Tidal deformation of a slowly rotating material body. External metric
Philippe Landry, Eric Poisson
TL;DR
This work develops a relativistic external metric for a slowly rotating, tidally deformed body in general relativity, introducing four rotational-tidal Love numbers in addition to the standard gravitoelectric and gravitomagnetic Love numbers $K^{\rm el}_2$ and $K^{\rm mag}_2$. By constructing tidal potentials from the spin and tidal tensors and solving perturbatively in two gauges (light-cone and Regge-Wheeler), the authors show that all six Love numbers are gauge-invariant and vanish for a black hole, while remaining undetermined without an internal matter model (to be addressed in Paper II).

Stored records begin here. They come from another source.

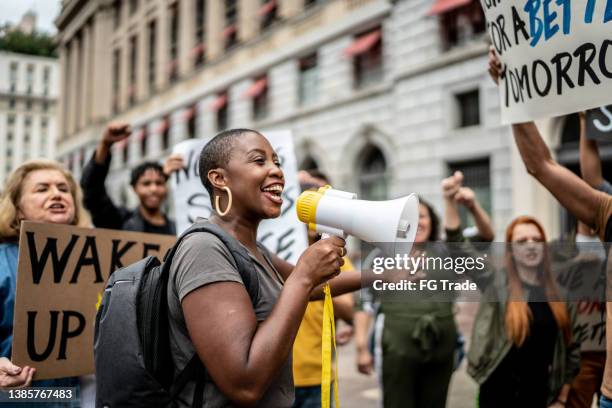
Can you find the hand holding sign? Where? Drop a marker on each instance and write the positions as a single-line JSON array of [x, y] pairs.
[[599, 123], [557, 56]]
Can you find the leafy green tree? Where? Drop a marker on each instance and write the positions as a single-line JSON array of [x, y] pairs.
[[37, 43]]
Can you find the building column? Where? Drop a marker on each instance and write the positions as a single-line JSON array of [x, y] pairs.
[[102, 67], [64, 98], [73, 85], [142, 73], [215, 23], [248, 19], [84, 78], [178, 127], [186, 35], [162, 38], [289, 8]]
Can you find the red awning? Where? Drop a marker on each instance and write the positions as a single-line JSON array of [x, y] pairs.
[[362, 44], [443, 6], [141, 134], [267, 8], [189, 114], [219, 102], [122, 144], [257, 88], [163, 126], [229, 30], [198, 49]]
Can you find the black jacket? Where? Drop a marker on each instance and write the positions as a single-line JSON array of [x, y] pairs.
[[104, 213]]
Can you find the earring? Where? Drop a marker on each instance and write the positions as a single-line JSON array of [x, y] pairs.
[[229, 202]]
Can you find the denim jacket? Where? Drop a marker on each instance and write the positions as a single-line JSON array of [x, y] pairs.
[[490, 343]]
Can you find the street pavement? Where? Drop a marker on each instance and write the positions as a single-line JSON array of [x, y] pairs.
[[360, 391]]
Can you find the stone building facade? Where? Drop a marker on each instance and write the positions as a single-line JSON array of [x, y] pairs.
[[385, 96], [29, 91]]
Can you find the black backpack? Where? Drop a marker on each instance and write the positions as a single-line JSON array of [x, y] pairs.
[[134, 367]]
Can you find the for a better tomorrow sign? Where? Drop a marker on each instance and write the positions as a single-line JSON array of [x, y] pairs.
[[557, 55]]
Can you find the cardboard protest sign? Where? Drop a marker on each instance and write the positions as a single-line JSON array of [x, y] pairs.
[[599, 123], [557, 55], [62, 271], [285, 236]]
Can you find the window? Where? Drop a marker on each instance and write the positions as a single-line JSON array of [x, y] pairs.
[[143, 141], [164, 129], [268, 11], [468, 108], [133, 68], [308, 87], [220, 106], [366, 51], [258, 91], [477, 176], [46, 76], [460, 25], [174, 42], [152, 55], [13, 75], [372, 170], [190, 117], [30, 79], [230, 33], [199, 49], [116, 79], [117, 14]]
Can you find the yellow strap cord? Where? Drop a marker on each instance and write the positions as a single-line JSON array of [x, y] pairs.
[[328, 350]]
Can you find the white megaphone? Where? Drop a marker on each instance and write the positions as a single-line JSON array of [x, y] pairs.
[[390, 225]]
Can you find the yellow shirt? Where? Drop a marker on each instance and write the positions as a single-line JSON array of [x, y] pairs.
[[307, 346]]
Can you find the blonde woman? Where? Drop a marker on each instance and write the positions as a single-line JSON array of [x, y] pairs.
[[38, 190]]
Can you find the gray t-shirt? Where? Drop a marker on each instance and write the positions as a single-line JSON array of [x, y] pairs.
[[202, 259]]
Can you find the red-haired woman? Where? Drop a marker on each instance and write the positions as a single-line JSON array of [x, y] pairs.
[[522, 353]]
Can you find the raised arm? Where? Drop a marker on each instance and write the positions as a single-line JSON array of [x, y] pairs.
[[572, 192], [105, 214], [590, 163]]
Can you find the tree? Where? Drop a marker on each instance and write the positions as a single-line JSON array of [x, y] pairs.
[[37, 43]]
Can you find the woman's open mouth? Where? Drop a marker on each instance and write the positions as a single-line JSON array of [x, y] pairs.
[[274, 193]]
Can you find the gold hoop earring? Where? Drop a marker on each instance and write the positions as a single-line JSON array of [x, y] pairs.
[[229, 202]]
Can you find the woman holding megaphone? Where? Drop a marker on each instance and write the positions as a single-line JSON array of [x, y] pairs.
[[245, 344]]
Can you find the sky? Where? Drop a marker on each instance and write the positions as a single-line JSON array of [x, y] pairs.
[[47, 10]]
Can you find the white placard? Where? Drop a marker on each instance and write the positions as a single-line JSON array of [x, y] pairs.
[[557, 55], [285, 236]]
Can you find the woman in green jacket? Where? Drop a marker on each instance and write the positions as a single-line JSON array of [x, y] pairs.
[[522, 353]]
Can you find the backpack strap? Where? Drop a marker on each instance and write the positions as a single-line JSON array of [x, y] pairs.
[[244, 264], [194, 368]]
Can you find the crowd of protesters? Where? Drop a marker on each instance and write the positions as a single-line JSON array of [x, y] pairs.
[[266, 351]]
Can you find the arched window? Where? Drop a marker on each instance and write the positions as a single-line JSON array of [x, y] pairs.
[[372, 170]]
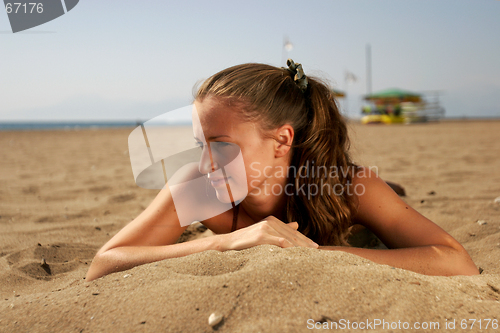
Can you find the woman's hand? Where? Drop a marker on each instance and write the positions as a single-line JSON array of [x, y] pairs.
[[268, 231]]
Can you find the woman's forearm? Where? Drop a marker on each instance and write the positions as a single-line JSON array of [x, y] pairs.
[[429, 260], [123, 258]]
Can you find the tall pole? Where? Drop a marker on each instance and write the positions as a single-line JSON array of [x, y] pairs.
[[368, 69]]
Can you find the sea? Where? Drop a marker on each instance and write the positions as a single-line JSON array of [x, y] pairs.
[[72, 125]]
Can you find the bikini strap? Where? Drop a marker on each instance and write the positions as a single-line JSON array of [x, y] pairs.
[[236, 210]]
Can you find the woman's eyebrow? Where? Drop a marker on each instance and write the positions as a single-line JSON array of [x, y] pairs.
[[214, 137], [218, 136]]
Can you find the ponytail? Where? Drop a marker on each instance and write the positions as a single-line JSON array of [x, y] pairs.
[[320, 202]]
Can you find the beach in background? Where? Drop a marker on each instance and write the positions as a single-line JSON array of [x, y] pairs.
[[64, 193]]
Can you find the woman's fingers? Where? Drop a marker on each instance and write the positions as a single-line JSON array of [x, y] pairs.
[[290, 233]]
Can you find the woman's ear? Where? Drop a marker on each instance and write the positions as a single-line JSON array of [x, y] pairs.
[[284, 139]]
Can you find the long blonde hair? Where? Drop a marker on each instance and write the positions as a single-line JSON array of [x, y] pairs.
[[269, 96]]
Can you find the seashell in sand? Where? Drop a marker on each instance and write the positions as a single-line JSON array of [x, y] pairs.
[[214, 319]]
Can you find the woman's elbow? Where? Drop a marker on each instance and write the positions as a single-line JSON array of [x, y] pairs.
[[96, 269]]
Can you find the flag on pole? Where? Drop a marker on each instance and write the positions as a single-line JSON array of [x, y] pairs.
[[350, 77]]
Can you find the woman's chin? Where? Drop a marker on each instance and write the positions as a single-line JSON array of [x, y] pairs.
[[224, 197]]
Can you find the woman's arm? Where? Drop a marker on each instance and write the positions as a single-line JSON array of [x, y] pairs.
[[152, 236], [415, 242]]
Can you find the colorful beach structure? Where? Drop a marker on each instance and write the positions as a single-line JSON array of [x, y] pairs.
[[398, 106]]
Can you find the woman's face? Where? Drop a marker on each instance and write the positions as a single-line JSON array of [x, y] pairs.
[[236, 158]]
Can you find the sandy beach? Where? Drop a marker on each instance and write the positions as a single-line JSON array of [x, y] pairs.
[[64, 193]]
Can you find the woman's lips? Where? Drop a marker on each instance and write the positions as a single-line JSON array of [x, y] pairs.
[[219, 182]]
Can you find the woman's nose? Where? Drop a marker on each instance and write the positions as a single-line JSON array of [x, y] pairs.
[[207, 162]]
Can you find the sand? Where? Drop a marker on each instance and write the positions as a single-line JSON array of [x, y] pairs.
[[63, 194]]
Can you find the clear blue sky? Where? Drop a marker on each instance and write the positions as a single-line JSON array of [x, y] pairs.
[[138, 59]]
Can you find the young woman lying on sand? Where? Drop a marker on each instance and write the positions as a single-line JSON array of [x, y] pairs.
[[280, 119]]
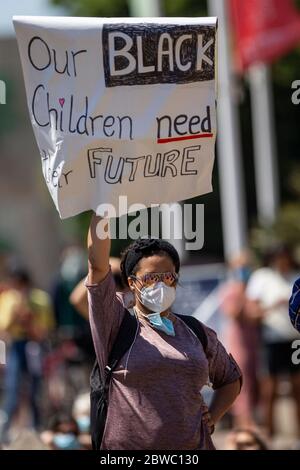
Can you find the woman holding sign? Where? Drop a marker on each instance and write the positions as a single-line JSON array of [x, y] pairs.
[[153, 390]]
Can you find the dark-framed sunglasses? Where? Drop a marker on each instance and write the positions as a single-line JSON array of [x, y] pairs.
[[148, 279]]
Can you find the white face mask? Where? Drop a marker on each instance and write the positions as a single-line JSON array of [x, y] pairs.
[[157, 298]]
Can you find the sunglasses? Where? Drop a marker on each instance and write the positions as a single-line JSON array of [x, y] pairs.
[[148, 279]]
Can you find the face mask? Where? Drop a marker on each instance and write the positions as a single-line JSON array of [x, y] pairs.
[[158, 298], [83, 423], [66, 441]]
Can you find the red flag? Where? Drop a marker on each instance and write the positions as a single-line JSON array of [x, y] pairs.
[[264, 29]]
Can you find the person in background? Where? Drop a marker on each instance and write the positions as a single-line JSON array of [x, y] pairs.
[[268, 293], [245, 438], [294, 305], [242, 337], [26, 316]]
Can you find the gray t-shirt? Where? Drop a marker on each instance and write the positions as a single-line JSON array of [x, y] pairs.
[[154, 398]]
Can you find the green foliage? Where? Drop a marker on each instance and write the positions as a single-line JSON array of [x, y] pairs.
[[95, 7]]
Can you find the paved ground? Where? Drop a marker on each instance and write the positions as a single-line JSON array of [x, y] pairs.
[[286, 435]]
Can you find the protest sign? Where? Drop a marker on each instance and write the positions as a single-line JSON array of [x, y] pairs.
[[121, 107]]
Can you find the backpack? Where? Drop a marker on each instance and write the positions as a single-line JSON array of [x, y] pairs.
[[100, 388]]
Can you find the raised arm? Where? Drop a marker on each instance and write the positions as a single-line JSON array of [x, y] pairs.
[[79, 299], [98, 249]]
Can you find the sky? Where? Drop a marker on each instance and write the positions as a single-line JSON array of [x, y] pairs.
[[9, 8]]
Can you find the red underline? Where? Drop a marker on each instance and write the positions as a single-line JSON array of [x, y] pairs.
[[186, 137]]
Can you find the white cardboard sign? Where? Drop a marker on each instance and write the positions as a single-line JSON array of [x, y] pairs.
[[121, 107]]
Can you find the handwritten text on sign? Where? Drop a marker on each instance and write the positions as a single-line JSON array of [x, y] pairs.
[[121, 108]]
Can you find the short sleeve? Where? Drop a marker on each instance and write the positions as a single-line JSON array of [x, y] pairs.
[[106, 313], [223, 369]]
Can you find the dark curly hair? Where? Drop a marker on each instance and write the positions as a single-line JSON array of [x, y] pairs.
[[143, 248]]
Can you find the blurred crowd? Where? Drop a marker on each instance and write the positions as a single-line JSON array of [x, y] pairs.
[[44, 385]]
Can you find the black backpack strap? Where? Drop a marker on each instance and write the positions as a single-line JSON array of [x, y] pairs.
[[100, 387], [197, 327], [123, 340]]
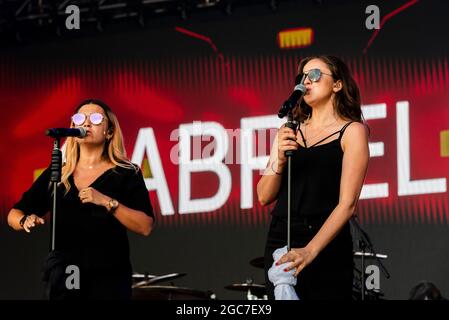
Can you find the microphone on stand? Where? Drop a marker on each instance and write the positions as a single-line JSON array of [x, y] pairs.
[[66, 132]]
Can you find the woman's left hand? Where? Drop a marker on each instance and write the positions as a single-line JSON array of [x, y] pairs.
[[300, 258], [90, 195]]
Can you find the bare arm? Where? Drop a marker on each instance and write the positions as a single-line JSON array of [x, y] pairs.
[[134, 220], [270, 183], [355, 164]]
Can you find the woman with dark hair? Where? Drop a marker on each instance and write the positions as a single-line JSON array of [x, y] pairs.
[[329, 164], [101, 196]]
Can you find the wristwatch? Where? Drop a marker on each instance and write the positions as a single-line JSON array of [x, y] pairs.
[[113, 204]]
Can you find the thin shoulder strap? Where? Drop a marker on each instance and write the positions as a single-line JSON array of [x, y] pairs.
[[344, 128], [325, 138], [302, 136]]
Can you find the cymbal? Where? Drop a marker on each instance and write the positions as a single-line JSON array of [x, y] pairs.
[[254, 287], [359, 254], [156, 279], [170, 293], [258, 262]]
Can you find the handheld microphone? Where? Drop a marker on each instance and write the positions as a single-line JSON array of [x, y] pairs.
[[66, 132], [298, 92]]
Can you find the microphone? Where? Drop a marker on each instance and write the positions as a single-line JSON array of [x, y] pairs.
[[66, 132], [298, 92]]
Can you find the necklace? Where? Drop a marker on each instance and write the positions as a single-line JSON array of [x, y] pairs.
[[316, 135]]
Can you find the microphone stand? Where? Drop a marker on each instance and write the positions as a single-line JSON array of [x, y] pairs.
[[365, 242], [55, 178], [292, 124]]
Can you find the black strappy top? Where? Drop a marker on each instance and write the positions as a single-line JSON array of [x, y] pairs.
[[316, 174]]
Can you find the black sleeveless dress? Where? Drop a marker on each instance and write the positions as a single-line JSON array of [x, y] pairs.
[[316, 173]]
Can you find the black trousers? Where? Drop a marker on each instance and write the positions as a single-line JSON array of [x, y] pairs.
[[330, 275], [105, 285]]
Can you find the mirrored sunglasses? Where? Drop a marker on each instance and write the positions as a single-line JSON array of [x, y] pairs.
[[314, 75], [94, 118]]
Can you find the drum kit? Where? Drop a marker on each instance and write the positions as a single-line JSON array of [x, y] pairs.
[[254, 291], [149, 287]]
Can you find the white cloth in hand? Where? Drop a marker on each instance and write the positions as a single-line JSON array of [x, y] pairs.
[[283, 282]]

A post-Newtonian analysis provides scaling insights for the new rotational-tidal Love numbers, suggesting how they depend on the body's radius $R$ and compactness, with specific results such as $\bigl( GM/c^2 \bigr)^5 \mathfrak{F}^{\sf o} = -\frac{75}{1792} R^5$. Overall, the paper connects external tidal response to internal structure and lays groundwork for interpreting gravitational-wave signals from tidally deformed, slowly rotating bodies such as neutron stars.
Abstract
We construct the external metric of a slowly rotating, tidally deformed material body in general relativity. The tidal forces acting on the body are assumed to be weak and to vary slowly with time, and the metric is obtained as a perturbation of a background metric that describes the external geometry of an isolated, slowly rotating body. The tidal environment is generic and characterized by two symmetric-tracefree tidal moments E_{ab} and B_{ab}, and the body is characterized by its mass M, its radius R, and a dimensionless angular-momentum vector χ^a << 1. The perturbation accounts for all couplings between χ^a and the tidal moments. The body's gravitational response to the applied tidal field is measured in part by the familiar gravitational Love numbers K^{el}_2 and K^{mag}_2, but we find that the coupling between the body's rotation and the tidal environment requires the introduction of four new quantities, which we designate as rotational-tidal Love numbers. All these Love numbers are gauge invariant in the usual sense of perturbation theory, and all vanish when the body is a black hole.